Depending on your cash flow needs you can look into cash flow requirements.  If there is requirement for interim cash flows from the investment, then the dividend option is better, whereas if there is no interim cash flow requirement, the growth option is better where the returns are reflected in the movement of the NAV.
In order to encourage your savings and growth, it is important that you invest as much as you can, after you have analyzed what your saving potential is.

TAX TREATMENT:

Dividends are tax-free in the hands of the investor, but there is a dividend distribution tax (DDT) that is deducted by the AMC on behalf of the investor and passed on to the government.

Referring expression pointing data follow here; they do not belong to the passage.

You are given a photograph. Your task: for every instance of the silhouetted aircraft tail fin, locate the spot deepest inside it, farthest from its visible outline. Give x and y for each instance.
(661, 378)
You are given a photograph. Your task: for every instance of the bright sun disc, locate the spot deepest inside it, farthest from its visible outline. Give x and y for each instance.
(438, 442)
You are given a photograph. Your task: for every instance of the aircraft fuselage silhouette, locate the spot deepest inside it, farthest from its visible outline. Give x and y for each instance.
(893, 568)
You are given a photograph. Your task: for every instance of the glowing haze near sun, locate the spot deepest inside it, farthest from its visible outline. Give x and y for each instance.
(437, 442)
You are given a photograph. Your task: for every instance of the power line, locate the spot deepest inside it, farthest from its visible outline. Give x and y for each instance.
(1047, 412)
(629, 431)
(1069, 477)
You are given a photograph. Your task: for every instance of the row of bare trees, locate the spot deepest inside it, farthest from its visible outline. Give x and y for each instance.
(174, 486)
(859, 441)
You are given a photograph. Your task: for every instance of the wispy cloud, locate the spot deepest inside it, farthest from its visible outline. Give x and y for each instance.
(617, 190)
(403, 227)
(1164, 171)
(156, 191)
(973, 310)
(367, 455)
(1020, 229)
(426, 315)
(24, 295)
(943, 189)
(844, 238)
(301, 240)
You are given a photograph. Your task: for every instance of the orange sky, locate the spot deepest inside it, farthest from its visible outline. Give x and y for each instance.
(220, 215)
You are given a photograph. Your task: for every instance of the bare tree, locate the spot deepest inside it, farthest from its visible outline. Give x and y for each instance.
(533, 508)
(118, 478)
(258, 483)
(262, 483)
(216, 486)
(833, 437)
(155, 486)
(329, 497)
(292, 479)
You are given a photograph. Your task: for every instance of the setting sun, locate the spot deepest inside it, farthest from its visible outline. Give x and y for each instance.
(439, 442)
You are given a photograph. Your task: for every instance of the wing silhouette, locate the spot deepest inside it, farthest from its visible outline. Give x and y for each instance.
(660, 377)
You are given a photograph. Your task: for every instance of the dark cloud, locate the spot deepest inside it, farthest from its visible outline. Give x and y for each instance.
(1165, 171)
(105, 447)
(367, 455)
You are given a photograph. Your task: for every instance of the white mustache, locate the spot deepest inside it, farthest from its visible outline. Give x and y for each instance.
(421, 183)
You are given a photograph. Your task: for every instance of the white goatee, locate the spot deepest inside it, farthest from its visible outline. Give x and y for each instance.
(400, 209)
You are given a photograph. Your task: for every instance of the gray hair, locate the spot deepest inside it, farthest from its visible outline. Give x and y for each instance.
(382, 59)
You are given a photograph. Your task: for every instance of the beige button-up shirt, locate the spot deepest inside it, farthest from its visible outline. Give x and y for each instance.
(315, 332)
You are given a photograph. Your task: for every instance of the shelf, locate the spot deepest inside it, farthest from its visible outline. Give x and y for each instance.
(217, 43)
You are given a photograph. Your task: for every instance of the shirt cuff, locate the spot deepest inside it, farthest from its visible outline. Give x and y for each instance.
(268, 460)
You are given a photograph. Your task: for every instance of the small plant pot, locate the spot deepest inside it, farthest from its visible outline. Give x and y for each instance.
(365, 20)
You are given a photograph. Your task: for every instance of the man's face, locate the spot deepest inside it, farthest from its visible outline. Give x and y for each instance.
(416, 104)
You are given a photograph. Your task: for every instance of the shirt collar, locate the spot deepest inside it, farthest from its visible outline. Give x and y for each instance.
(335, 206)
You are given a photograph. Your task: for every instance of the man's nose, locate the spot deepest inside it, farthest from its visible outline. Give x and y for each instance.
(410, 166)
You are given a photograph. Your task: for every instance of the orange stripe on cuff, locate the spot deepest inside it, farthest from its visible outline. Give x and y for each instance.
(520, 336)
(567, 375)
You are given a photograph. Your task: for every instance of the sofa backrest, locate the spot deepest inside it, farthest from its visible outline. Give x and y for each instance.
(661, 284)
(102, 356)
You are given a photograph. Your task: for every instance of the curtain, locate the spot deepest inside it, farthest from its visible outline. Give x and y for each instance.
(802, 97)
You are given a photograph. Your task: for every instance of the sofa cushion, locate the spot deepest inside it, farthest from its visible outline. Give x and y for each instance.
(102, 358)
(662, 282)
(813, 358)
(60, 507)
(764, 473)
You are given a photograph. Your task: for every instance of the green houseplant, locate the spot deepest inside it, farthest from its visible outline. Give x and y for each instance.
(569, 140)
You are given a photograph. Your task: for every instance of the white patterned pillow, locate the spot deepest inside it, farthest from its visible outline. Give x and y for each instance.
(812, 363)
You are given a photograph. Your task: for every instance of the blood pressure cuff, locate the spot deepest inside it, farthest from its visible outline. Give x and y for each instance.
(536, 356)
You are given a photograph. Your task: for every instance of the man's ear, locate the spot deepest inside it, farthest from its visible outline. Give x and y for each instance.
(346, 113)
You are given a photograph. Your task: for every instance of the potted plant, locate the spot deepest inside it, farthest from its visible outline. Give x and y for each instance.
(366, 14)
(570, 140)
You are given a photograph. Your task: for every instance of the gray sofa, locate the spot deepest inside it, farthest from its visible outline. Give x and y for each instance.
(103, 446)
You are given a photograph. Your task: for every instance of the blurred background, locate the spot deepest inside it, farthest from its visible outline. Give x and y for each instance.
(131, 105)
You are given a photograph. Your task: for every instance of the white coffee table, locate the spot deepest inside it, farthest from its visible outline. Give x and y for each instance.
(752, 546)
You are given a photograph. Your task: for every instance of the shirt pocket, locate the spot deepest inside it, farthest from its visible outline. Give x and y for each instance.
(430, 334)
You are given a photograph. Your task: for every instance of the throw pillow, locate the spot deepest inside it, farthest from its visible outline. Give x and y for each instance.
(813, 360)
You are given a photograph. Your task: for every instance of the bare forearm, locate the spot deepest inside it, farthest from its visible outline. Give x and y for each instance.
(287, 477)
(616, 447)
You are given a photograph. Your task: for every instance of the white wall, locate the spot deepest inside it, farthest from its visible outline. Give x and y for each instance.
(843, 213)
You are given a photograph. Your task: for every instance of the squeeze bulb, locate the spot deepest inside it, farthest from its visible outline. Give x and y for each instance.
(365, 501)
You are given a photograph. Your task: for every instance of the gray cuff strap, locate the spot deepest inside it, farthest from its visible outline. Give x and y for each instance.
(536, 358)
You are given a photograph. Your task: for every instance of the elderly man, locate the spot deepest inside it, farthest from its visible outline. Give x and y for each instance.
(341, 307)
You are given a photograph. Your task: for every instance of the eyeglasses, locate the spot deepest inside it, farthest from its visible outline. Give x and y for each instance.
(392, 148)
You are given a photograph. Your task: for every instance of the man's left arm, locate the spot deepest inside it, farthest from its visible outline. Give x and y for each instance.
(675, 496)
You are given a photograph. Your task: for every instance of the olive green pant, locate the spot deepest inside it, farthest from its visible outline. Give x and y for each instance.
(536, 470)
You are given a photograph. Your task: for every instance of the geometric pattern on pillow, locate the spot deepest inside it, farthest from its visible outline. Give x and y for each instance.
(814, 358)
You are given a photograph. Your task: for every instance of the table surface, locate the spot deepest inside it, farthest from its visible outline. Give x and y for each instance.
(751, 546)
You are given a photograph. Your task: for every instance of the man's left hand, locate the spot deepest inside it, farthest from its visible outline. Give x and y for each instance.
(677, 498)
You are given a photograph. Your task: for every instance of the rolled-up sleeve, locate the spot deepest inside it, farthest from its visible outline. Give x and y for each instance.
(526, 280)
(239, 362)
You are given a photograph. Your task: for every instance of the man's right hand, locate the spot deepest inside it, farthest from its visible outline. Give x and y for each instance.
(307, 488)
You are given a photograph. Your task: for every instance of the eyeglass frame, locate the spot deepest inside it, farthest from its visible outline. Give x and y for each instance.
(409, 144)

In the growth option, there would be no distinction between short-term and long-term holdings as such, but the benefit of indexation would be applicable for a holding period of one year from the end of the financial year in which the asset is acquired. The taxation on the growth option would be as per the slab rates, which means 30% for most investors.

Since both dividend and growth options would be taxable at the hands of the investor, there would not be much of a difference in terms of taxation except where the intended holding period would be enough to be eligible for indexation benefit. In that case, the growth option would be more tax efficient.

Direct Tax Code (DTC), scheduled to be implemented from April 1, 2012 where the returns from the dividend option will be clubbed with the income of the investor (i.e., there would be no distribution tax) and would be taxable at the slab rates.

Depending on that your investment can be carried out. Buying a personal loan or a car loan can make your savings go below than much more what you can invest.